Until the fifteenth century much art and architecture was anonymous. The effects of the Renaissance were to regard the virtuosity rather than the intention of the work, to place a material value upon devotional art and to celebrate the name of the artist. The attention to surface did not sit easily with the early Quakers. By the second half of the seventeenth century the Puritan iconoclasts had already been active in the destruction of religious images and the export of vain portraits. Quaker self-discipline took several forms including a taboo on figurative art, the ‘plaining’ of Quaker homes and the controversial adoption of alternatives in habits of speech and dress.

Some of these responses imply that one surface is more worthy than another on the ground that outward effect or behaviour signify an inner purity. In more recent times, however, such artists as Edward Hicks in Philadelphia and Joseph Edward Southall in Birmingham have overcome the traditional taboo to establish painting as a potent Quaker ministry.

The problem is one of definition and of the appropriate manner of regarding. What is executed in the course of prayer by Fra Angelico appears in the Florence tourist guide. And Shaker furniture now commands thousands of dollars in auction. The rehabilitation of art in Quaker faith becomes possible when the inward eye regards the deeper meaning.


Following a happy but unsuccessful time at school, Roger Homan started professional life as a houseparent in a school for boys who were recruited from the criminal courts.

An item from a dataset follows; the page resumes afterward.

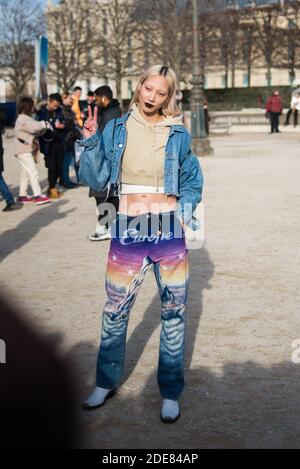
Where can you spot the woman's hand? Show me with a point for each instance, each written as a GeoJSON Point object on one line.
{"type": "Point", "coordinates": [90, 126]}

After teaching appointments in secondary schools he took a post in teacher education and remained in a college that was to be merged with a polytechnic and subsequently became the University of Brighton in which he was made Professor of Religious Studies.

Roger holds master’s degrees in Politics and Theology. Instinct, doctoral study and early writings were all sociological. More recently his focus has been upon liturgiology, then research ethics, then religious aesthetics.

Most of his publications have been in journals such as Faith and Worship and Quaker Studies. The more pertinent of his books include The Ethics of Social Research (Longman, 1992) and The Art of the Sublime (Ashgate, 2006).